Part I - I was eight (8) years old when my Great Grandfather began taking me on horseback into the Ouachita Mountains adjacent to Talihina, OK. This area is part of the Native American Choctaw Nation in Leflore County, Oklahoma. While the free or open range was declared closed by the territorial legislature in 1895 in Oklahoma, my Granddad continued to pasture hogs and cattle in the mountains. He checked on them at least two times a month. Many fences now chop up this area; thus, the free grazing of stock animals is no longer possible.

During our trips Into the mountains, one of the common stops was to rest in the shade of a great oak tree. Near the tree, he showed me how to work an area near a rock outcrop that revealed a natural cold spring. Once it started flowing, we cupped our hands to wet our faces and drink the cold water. It was so refreshing; I always looked forward to this stop. I asked him how he knew where the spring was, and he said, "You learn from your elders and from paying attention to the land, as it speaks to you if you “ah, mah!” (listen) to it."

Around the same age, I started going with him on deer hunts, where again he mentioned “ah, mah!” when tracking a wounded deer. I came to learn his “listening” was analogous to “yaki”,(seeing) and “ahni”, (observing) all that is around you. He advised that if you don’t see blood but think you hit the deer, keep following the trail as the blood will build up over time and begin to be lost, creating a path to follow.

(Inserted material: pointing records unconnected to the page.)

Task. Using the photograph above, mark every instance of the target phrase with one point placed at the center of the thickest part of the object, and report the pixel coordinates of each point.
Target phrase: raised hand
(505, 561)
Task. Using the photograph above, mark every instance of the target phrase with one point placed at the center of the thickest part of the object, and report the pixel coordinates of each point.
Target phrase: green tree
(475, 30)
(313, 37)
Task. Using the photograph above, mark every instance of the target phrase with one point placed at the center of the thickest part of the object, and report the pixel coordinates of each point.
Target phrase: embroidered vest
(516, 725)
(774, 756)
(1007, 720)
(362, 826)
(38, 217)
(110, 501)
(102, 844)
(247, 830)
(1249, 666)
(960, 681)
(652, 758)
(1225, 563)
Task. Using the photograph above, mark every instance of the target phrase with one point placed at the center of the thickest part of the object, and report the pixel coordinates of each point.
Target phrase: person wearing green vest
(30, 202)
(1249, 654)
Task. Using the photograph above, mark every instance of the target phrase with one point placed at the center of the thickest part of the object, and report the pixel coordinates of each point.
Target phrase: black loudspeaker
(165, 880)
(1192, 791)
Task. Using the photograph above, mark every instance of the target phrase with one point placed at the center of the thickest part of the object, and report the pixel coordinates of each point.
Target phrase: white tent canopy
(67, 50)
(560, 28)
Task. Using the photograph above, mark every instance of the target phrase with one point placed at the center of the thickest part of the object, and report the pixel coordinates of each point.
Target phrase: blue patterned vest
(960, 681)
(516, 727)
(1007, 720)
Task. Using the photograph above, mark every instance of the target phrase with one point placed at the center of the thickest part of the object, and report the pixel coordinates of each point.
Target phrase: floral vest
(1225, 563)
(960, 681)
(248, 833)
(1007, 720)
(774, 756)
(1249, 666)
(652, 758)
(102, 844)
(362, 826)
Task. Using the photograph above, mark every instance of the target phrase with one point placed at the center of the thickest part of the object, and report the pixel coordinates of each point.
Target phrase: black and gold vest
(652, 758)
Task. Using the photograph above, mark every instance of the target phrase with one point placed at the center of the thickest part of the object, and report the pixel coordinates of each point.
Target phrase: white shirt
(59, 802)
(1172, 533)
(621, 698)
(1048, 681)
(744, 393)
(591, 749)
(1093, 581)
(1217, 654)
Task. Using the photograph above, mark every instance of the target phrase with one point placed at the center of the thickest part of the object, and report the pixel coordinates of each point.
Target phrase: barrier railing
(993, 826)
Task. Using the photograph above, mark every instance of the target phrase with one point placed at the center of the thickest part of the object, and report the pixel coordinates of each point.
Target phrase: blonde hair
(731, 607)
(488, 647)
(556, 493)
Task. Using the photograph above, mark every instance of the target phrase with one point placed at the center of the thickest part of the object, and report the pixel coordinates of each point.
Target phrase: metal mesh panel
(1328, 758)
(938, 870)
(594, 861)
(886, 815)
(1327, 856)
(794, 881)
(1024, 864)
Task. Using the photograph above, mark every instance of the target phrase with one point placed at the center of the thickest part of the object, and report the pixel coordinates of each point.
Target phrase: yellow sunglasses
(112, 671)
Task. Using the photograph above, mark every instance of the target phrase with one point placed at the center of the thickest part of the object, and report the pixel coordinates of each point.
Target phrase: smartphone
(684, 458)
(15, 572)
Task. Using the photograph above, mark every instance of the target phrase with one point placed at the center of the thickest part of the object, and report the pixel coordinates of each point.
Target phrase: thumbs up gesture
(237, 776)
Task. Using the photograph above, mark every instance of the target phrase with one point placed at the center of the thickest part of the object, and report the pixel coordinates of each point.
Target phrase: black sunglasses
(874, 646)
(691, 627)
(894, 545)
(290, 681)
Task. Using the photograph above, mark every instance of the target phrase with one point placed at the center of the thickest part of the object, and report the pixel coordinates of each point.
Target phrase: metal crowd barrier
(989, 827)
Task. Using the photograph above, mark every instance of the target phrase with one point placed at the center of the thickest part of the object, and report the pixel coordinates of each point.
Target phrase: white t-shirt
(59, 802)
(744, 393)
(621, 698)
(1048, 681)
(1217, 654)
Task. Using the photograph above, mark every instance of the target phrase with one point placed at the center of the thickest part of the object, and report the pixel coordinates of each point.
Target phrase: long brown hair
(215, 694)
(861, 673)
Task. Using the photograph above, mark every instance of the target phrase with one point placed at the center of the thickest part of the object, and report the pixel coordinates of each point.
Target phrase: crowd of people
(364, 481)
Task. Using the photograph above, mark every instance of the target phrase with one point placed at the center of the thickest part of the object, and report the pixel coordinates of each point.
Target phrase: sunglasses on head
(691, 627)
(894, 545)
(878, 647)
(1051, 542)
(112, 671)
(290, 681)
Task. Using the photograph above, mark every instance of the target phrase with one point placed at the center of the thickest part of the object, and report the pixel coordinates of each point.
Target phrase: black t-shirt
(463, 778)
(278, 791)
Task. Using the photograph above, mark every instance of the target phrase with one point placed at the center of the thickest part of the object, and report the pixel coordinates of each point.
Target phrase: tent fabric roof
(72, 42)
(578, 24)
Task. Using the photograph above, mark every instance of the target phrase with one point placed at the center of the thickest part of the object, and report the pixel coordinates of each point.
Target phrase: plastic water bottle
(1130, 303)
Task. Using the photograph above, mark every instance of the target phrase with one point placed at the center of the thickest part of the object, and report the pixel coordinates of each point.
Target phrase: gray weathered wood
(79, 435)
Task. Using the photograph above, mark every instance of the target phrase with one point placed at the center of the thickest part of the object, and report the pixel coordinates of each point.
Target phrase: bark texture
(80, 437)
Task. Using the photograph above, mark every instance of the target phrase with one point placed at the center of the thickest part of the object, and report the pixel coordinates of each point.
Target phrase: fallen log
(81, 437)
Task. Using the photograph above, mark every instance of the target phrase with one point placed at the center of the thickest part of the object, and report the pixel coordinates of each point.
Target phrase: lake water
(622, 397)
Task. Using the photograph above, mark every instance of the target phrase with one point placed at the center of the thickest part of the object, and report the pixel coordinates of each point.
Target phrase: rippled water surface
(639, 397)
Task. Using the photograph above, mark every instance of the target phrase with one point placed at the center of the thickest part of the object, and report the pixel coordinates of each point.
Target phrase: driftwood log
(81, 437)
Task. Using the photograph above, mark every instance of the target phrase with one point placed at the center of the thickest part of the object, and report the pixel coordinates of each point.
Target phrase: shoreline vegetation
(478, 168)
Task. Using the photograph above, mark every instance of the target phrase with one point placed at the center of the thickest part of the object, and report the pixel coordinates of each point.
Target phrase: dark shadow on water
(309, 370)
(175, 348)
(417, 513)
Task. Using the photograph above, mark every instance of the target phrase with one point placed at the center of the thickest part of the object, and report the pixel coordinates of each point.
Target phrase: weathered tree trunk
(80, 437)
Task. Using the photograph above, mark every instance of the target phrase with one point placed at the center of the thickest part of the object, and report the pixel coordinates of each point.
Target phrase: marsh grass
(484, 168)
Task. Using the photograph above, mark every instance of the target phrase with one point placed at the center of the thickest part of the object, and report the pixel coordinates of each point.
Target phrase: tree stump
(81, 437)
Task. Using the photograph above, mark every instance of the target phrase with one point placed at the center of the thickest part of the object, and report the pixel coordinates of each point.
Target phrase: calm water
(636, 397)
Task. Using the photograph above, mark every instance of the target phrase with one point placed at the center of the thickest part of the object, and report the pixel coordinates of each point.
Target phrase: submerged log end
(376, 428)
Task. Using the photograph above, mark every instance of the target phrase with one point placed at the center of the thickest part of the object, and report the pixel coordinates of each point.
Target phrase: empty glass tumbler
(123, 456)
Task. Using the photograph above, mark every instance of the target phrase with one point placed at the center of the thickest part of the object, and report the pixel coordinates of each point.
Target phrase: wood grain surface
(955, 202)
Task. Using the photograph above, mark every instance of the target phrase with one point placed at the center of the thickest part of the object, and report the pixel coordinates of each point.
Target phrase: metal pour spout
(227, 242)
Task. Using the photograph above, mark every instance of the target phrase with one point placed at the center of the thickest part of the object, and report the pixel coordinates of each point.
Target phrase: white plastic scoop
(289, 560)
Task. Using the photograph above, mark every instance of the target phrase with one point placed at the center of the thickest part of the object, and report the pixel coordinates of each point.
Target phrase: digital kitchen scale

On one trip, after a deer was wounded and ran off, we followed the trail of blood. As we walked, he began to teach me what the different kinds of blood told him about the deer’s bleeding wound. In this case, the blood was frothy with bubbles, and he remarked that the deer was wounded in his lungs. He advised that bright red to pinkish blood could indicate a lung wound due to oxygen mixed with the blood. As we continued following the trail, he described other types of blood trails and what they would tell you. Very dark red blood can come from a liver wound. The green matter will likely be from an injury to the stomach, of which the deer has four. A narrow blood trail that goes to less blood and back to heavy blood may indicate a leg wound as the blood trail changes from leg movement. He also advised that when following the deer trail, look for blood on the surrounding brush, and if you find blood, it tells you about the type and location of the wounds to the animal and indicates the direction of travel. While my Great Grandfather has been deceased for many years, his teachings remind me to observe what is around me, listen to the story it tells, and try to understand what it tells us.